Antoine, que llevaba en equilibrio tres platos sobre el antebrazo, recogió de cualquier manera los cubiertos y pasó la esponja sobre la mesa con una destreza impresionante. Tras él, Sophie esperaba para ocupar el sitio de los que se iban.
– Parece que le gusta su trabajo -dijo ella mientras se sentaba.
– ¡Esto es genial! -exclamó Antoine, exultante, al darle la carta.
– ¿Les dices a los niños que vengan conmigo?
– Como plato del día tenemos un sabroso salmón al vapor. Si me permite un consejo, guarde un poco de hambre para los postres, pues nuestra crema de caramelo es inolvidable.
Y Antoine volvió a la sala.
Mathias registraba su chaqueta, pero sus esfuerzos por hallar la cartera eran en vano. Audrey lo tranquilizó diciéndole que seguro que la había olvidado en casa. Por otro lado, no lo había visto sacarla ni una sola vez, pues siempre había pagado en efectivo.

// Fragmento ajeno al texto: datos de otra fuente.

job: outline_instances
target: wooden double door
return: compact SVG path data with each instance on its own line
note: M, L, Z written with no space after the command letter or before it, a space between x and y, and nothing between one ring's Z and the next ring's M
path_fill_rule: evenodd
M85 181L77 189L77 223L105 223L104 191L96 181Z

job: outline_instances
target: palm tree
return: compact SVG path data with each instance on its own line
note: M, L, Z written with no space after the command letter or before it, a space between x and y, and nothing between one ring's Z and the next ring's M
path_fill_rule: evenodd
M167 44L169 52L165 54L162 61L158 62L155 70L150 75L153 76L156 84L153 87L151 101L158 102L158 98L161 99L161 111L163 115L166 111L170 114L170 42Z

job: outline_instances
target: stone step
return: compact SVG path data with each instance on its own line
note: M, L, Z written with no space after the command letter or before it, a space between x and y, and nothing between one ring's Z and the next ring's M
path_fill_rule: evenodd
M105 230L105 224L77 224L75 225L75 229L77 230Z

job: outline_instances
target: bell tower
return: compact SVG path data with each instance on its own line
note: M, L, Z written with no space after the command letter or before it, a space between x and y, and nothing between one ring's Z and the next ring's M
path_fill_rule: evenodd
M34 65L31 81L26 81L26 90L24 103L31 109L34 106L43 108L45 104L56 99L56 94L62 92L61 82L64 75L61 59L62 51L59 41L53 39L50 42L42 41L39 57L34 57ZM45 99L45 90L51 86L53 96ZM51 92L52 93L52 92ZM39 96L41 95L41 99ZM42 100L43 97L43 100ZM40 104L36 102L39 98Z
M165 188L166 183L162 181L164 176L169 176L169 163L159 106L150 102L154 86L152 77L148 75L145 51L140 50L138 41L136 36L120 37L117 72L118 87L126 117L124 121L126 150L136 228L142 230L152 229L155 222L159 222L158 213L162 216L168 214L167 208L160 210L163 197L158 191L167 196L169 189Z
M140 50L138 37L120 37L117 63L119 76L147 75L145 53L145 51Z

Mathias, no obstante, estaba inquieto y terriblemente avergonzado por la situación.
Desde que se conocían, él nunca la había dejado invitarlo, y Audrey se alegraba por poder hacerlo al fin, aunque sólo fuera a un gofre y algunos cafés. Hasta entonces, había conocido a muchos hombres que siempre pagaban a medias.
– ¿Has conocido a tantos? -preguntó Mathias.
– Despéjame una duda, ¿no estarás un poco celoso?
– Ni lo más mínimo, y además, como dice siempre Antoine, estar celoso implica no confiar en la otra persona, es ridículo y degradante.
– ¿Eso lo dices tú, o sólo lo piensa Antoine?
– Vale, estoy un poco celoso -le concedió él-, pero sólo lo justo. Si uno no siente ni un mínimo de celos, es que no está enamorado.
– ¿Tienes más teorías sobre los celos? -preguntó Audrey al tiempo que se levantaba.
Subieron a pie por Portobello Road. Audrey iba agarrada del brazo de Mathias; para él, cada paso que los acercaba a la parada de autobús era un paso que los alejaba a uno de otro.
– Tengo una idea -dijo Mathias-: tomémonos un descanso en un banco, el barrio es bonito, no necesitamos nada más, no nos movamos más de aquí.
– ¿Quieres decir que nos quedemos aquí, inmóviles?
– Eso es exactamente lo que quiero decir.
– ¿Cuánto tiempo? -preguntó Audrey mientras se sentaba.
– Tanto tiempo como queramos.
Se había levantado viento, y ella se estremeció.
– ¿Y cuando llegue el invierno? -preguntó ella.
– Te abrazaré un poco más fuerte.
Audrey se inclinó hacia él para susurrarle una idea mejor. Si corrían para coger el autobús que se veía a lo lejos, podrían llegar a la habitación de Brick Lane en una media hora a lo sumo. Mathias la miró, sonrió y se volvió a poner en marcha.
El autobús se detuvo frente a la parada. Audrey subió por la entrada trasera; Mathias se quedó en la acera. Por su mirada, ella comprendió sus intenciones y le hizo una señal al revisor para que no diera todavía la señal de partida. Puso un pie en la calzada.